He was in the middle of a six man formation, safe and out of sight.

The men were in the same blue and white uniform worn by most of the hotel staff but with the addition of assault rifles strapped across their chests.

Their serious gazes comforted me in a way. Immediately, I was sure that they were the type to do their all for a job and I knew that Daniel had been well taken care of in my absence.

The moment I walked to the car and unlocked it, the security detail shuffled forward with him in tow, barely any gaps between their bodies.

I glanced behind me, in direction south of the hotel, my body screaming in pain and my mind blissfully numb.

I wasn't going to give that sniper the chance to kill Daniel.

I held open the passenger-side door and one of the men broke formation to stand beside me, shielding Daniel completely as he got into the car.

I shut the door and nodded at him in gratitude.

When I took a step back, he took my place and blocked the window. Another man stepped forward to hand me the change of clothes I had requested.

"And the property from your room," he added and dropped a small paper bag into my hand.

I didn't remember leaving anything behind but I accepted it without another word. I didn't want to be here a second longer. The two things I hated were standing out in the open and being in the mercy of someone else, and I was both at the moment.

I walked past the men and got into the car, sitting straight in the driver's seat and overly conscious of how much blood I had on me.
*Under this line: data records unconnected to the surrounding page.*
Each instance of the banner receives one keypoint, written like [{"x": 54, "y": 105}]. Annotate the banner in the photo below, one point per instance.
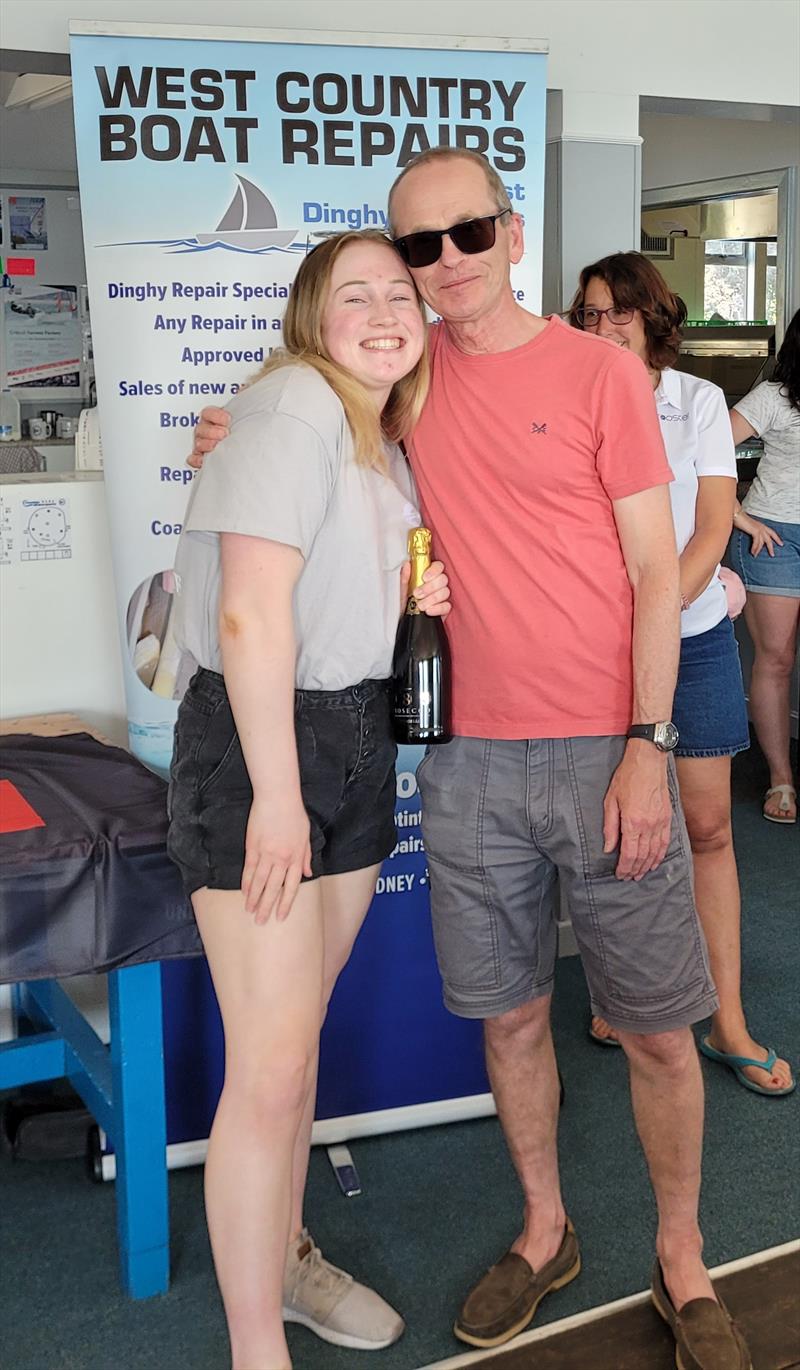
[{"x": 208, "y": 166}]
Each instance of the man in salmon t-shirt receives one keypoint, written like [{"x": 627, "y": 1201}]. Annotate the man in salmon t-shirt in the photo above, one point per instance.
[{"x": 541, "y": 470}]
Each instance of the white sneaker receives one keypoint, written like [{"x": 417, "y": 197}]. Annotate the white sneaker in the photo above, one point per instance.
[{"x": 333, "y": 1304}]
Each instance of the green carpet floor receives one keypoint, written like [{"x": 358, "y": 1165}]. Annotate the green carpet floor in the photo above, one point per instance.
[{"x": 439, "y": 1204}]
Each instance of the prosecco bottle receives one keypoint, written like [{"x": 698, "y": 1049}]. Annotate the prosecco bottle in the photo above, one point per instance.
[{"x": 421, "y": 666}]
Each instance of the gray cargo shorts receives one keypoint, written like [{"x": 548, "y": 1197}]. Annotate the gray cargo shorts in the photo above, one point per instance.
[{"x": 500, "y": 821}]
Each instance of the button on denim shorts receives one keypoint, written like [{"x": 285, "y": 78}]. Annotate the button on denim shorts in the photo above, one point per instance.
[
  {"x": 710, "y": 708},
  {"x": 347, "y": 774}
]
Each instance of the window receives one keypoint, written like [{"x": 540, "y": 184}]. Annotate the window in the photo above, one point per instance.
[
  {"x": 725, "y": 291},
  {"x": 740, "y": 280},
  {"x": 771, "y": 306}
]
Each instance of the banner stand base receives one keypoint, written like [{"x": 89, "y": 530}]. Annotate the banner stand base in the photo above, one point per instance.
[{"x": 328, "y": 1132}]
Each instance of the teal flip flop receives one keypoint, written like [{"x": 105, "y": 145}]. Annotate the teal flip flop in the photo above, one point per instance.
[{"x": 737, "y": 1062}]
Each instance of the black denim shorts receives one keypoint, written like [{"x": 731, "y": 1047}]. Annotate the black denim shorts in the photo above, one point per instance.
[{"x": 347, "y": 773}]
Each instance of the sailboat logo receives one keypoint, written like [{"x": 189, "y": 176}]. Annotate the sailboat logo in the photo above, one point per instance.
[
  {"x": 248, "y": 222},
  {"x": 248, "y": 225}
]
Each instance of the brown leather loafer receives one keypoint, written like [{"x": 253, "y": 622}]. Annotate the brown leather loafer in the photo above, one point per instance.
[
  {"x": 706, "y": 1335},
  {"x": 506, "y": 1299}
]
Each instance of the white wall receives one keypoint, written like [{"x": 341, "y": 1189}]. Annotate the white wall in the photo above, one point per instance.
[
  {"x": 678, "y": 150},
  {"x": 717, "y": 50}
]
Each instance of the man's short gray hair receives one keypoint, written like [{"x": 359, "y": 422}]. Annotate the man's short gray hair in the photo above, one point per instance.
[{"x": 496, "y": 187}]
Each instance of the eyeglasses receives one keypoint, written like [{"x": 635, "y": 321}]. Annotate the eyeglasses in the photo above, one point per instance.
[
  {"x": 471, "y": 236},
  {"x": 589, "y": 318}
]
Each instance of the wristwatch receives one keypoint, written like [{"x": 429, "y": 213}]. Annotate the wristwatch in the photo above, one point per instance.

I stared at my hands then resisted the urge to wipe them on my already stained jeans.

I tossed the clothes to the backseat and turned to Daniel. He had his duffel bag clutched tightly to his chest and looked a little pale. "Put on your seatbelt."

He did so without making a fuss.

"Gloves." I stared at the moon that had appeared in the sky. It was nothing but a hazy silhouette outshone by the setting sun.

"What?"

"Get me gloves from the glove compartment."

Daniel stared at me for a moment, his mouth open like he was going to say something, but he thought better of it and did what I said.

He tossed me the gloves but also pulled out his file.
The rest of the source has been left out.